A long, lovely sad note coming from outside. The plover. The mountain’s lonesome bird, skinny and serious. A bird that accompanies you when you’re out walking, looking out for you, but always at a safe distance. As though too afraid to make a friend, and yet still needing someone to listen when it sings of its loneliness.
2
I GOT TO THE SERVICE station at five thirty, half an hour earlier than usual on a Monday. Egil was behind the counter. He looked tired.
‘Morning, chief,’ he said in a flat monotone. Egil was like a plover, he only had the one note.

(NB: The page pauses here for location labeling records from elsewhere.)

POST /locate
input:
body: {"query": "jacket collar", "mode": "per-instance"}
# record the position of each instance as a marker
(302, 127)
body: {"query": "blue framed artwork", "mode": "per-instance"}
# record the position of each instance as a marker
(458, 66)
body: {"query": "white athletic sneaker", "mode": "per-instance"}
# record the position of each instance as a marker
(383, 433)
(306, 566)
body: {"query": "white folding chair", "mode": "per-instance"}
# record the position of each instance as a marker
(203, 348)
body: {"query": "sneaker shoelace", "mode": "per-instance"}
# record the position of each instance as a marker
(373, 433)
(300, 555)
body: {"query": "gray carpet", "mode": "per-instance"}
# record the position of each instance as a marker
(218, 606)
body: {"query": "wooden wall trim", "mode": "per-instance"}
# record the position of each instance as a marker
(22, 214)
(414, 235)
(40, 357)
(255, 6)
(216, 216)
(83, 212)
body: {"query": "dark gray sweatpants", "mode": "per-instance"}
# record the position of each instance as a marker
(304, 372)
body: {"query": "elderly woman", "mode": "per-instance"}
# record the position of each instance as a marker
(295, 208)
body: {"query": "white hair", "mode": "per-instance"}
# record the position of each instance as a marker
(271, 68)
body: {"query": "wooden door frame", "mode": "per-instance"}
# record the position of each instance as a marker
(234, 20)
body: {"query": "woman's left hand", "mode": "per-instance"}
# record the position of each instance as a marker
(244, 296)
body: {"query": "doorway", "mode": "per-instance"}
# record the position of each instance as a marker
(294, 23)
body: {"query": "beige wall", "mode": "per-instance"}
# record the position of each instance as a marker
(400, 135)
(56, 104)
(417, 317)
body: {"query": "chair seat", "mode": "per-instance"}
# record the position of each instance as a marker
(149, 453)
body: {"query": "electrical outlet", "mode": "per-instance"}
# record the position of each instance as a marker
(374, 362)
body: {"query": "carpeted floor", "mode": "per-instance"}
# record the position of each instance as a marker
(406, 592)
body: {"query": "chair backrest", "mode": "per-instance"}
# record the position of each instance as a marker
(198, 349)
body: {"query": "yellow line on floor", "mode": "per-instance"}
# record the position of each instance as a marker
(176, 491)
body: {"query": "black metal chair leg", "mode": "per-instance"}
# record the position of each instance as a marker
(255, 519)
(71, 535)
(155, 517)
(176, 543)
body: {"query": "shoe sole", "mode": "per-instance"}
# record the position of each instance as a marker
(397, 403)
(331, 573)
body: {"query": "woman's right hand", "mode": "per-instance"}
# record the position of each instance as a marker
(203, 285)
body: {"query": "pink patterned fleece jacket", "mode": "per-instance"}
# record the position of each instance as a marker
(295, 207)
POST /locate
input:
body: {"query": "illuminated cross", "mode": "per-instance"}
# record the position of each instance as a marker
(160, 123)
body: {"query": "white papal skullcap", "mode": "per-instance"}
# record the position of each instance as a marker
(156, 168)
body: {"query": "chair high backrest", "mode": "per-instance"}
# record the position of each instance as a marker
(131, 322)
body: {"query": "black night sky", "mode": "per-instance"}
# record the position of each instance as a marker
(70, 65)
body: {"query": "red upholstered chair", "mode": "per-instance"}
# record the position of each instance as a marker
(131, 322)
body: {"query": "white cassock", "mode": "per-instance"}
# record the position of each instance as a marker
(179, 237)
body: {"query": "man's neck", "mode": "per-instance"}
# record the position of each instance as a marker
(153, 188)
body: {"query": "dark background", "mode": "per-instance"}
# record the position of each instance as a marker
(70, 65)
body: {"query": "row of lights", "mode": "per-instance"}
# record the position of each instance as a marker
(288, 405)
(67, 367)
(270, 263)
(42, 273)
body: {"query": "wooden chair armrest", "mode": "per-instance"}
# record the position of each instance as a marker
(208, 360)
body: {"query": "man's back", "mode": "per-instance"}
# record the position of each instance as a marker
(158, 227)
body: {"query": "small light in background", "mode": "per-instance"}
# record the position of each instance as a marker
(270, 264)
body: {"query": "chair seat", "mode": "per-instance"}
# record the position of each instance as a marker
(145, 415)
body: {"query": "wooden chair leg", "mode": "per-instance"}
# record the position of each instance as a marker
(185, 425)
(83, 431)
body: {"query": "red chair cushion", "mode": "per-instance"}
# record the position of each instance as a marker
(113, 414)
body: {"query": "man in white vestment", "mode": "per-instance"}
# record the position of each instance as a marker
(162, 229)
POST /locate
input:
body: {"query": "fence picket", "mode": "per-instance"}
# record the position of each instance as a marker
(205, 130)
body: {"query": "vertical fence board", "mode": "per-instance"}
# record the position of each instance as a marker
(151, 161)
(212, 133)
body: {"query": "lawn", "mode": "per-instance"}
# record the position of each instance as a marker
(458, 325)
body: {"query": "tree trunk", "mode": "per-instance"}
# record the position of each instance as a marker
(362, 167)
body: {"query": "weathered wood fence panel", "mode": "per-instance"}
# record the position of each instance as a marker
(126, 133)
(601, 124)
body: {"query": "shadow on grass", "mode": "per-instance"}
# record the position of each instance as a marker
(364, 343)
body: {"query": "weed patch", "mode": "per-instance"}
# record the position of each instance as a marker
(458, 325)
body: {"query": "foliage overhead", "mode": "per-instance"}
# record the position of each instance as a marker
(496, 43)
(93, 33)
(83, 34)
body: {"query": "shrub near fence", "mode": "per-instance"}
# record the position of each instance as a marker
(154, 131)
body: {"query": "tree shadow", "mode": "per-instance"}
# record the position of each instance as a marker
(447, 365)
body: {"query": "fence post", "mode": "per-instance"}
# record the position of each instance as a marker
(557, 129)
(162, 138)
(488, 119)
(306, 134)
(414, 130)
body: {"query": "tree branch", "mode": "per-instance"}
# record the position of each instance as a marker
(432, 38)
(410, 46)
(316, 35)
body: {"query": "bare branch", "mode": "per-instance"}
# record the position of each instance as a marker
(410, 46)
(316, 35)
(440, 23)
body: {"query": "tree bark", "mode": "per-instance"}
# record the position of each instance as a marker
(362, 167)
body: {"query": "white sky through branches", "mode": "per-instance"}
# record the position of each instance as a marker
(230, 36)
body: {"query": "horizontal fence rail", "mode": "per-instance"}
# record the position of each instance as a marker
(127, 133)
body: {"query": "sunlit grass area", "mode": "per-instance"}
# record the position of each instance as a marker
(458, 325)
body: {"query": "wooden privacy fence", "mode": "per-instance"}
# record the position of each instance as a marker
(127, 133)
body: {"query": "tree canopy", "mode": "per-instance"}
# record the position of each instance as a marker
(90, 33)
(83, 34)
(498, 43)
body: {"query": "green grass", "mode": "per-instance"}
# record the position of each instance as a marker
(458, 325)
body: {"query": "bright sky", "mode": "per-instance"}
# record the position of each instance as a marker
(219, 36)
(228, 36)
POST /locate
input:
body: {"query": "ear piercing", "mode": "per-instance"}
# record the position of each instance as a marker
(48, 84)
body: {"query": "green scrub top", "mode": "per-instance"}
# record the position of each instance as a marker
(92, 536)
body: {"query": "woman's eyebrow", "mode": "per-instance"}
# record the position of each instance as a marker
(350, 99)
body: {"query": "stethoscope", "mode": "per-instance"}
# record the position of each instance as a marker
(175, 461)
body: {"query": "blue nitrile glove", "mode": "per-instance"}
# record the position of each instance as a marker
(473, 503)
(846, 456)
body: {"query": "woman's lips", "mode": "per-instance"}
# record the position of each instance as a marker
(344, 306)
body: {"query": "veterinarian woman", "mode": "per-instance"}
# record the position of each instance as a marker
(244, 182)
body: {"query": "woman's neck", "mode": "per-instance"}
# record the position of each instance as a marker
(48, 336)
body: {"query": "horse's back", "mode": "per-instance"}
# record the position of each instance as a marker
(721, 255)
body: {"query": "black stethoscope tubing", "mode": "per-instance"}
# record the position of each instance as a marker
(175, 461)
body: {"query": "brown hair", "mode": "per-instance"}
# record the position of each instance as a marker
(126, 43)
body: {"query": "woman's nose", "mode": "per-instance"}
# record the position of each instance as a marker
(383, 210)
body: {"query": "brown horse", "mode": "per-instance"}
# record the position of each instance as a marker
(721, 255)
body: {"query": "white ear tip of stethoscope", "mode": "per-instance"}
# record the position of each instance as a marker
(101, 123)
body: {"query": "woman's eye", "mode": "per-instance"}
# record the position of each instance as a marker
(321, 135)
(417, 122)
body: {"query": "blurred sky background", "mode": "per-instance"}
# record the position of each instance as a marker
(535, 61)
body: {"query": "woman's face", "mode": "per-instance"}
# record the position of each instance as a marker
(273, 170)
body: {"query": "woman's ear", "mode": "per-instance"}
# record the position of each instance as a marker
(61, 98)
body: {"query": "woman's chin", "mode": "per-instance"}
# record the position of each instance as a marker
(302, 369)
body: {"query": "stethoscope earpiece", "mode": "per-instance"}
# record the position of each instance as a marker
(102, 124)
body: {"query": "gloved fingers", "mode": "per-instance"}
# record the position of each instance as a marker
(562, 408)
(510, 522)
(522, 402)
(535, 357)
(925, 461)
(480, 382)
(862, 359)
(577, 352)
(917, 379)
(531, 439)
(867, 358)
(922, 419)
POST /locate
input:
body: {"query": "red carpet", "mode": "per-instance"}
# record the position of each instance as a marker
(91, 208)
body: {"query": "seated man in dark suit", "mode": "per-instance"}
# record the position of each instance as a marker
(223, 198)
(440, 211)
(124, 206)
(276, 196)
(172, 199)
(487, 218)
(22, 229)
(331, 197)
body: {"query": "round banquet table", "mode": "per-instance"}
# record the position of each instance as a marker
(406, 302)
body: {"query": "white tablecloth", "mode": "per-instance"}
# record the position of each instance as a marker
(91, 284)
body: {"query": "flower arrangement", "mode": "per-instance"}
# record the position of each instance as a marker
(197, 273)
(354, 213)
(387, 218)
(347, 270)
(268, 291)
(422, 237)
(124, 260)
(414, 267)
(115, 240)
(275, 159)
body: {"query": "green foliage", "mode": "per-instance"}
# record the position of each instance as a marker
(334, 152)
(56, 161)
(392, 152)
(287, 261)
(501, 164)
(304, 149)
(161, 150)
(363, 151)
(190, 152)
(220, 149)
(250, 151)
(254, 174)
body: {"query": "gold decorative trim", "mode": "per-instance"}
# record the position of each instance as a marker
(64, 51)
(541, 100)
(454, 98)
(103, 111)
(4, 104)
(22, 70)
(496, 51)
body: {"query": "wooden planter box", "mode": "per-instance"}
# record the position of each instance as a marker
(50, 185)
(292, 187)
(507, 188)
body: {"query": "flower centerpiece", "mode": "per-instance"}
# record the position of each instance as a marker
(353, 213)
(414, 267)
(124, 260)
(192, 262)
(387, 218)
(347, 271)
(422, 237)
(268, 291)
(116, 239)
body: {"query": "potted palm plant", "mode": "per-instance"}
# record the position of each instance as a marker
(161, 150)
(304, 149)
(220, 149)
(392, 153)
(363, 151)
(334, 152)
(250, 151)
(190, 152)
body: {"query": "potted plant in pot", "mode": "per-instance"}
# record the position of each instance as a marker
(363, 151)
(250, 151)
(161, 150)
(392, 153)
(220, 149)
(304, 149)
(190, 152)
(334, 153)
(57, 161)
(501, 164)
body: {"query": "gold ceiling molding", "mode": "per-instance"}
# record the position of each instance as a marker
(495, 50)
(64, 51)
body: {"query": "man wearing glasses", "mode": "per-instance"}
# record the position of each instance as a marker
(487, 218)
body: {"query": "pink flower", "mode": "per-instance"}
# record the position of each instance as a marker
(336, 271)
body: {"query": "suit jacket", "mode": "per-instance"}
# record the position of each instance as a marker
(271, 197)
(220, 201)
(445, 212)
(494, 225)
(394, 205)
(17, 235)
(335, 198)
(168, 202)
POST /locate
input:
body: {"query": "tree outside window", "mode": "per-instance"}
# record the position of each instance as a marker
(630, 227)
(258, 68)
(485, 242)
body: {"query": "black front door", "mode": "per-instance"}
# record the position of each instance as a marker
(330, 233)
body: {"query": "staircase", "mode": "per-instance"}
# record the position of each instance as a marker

‘Good morning. Busy night?’
‘No,’ he said, without seeming to realise it was, as people say, a rhetorical question. That I knew it was never busy once the flow of cabin visitors heading back to the city had eased off on Sunday night. That I was asking because the area out round the pumps hadn’t been tidied and cleaned. The rule at other all-night stations is that night-duty attendants working alone don’t leave the building, but I hate mess and with the boy racer gang in their custom cars using the place as a combination fast-food shop, hangout for smokers and a lovers’ lane there’s always a lot of paper, butt ends and, yeah, even the odd used condom. Since the frankfurters, the cigarettes and the b
lobs all come from the station I don’t want to be driving my boy racer customers away, they’re welcome to sit in their cars and watch the world drive by. Instead I get my night guys to clean up when they get the chance. I’d pinned a notice up in the staff toilet that stares you straight in the face every time you sit on the throne: ‘DO WHAT HAS TO BE DONE. EVERYTHING DEPENDS ON YOU. DO IT NOW.’ Egil probably thought it was something to do with having a shit. I’d also mentioned this about cleaning up and taking responsibility so many times you would think Egil would get the little joke about a busy night. But then again, Egil wasn’t just tired, he was a simple lad of twenty who’d been the butt of jokes so many times in his life that it didn’t bother him any more. If you want to get by with the minimum of effort then pretending to understand less than you do is not the stupidest tactic to employ. So maybe Egil wasn’t so dumb after all.
‘You’re early, chief.’
A bit too early for you to have cleaned up around the pumps so I would think the place had been shipshape the whole night, I thought.
‘Couldn’t sleep,’ I said. Crossed to the till and punched in the till-shift command. That ended the night and I heard the printer in the office start grinding away. ‘Go home and get some sleep.’
‘Thanks.’
I went into the office and began looking through the takings while the paper was still being spewed out. It looked good. Another busy Sunday. Maybe our main road isn’t the busiest in the country, but with thirty-five kilometres to the next service station in both directions we’d become a bit of an oasis for motorists, especially those with young families, on their way home from the cabin. I’d installed a couple of tables and benches by the birch grove with a view across Lake Budal where they could sit with their burgers and buns and Cokes. Sold almost three hundred buns yesterday. I had less of a guilty conscience about the CO2 emissions than all the gluten intolerance I was causing the world. I let my eye run down the page and noted the number of frankfurters Egil had thrown away. Fair enough, but there were – as usual – a few too many compared to the sales figures. He’d changed now and was on his way out the door.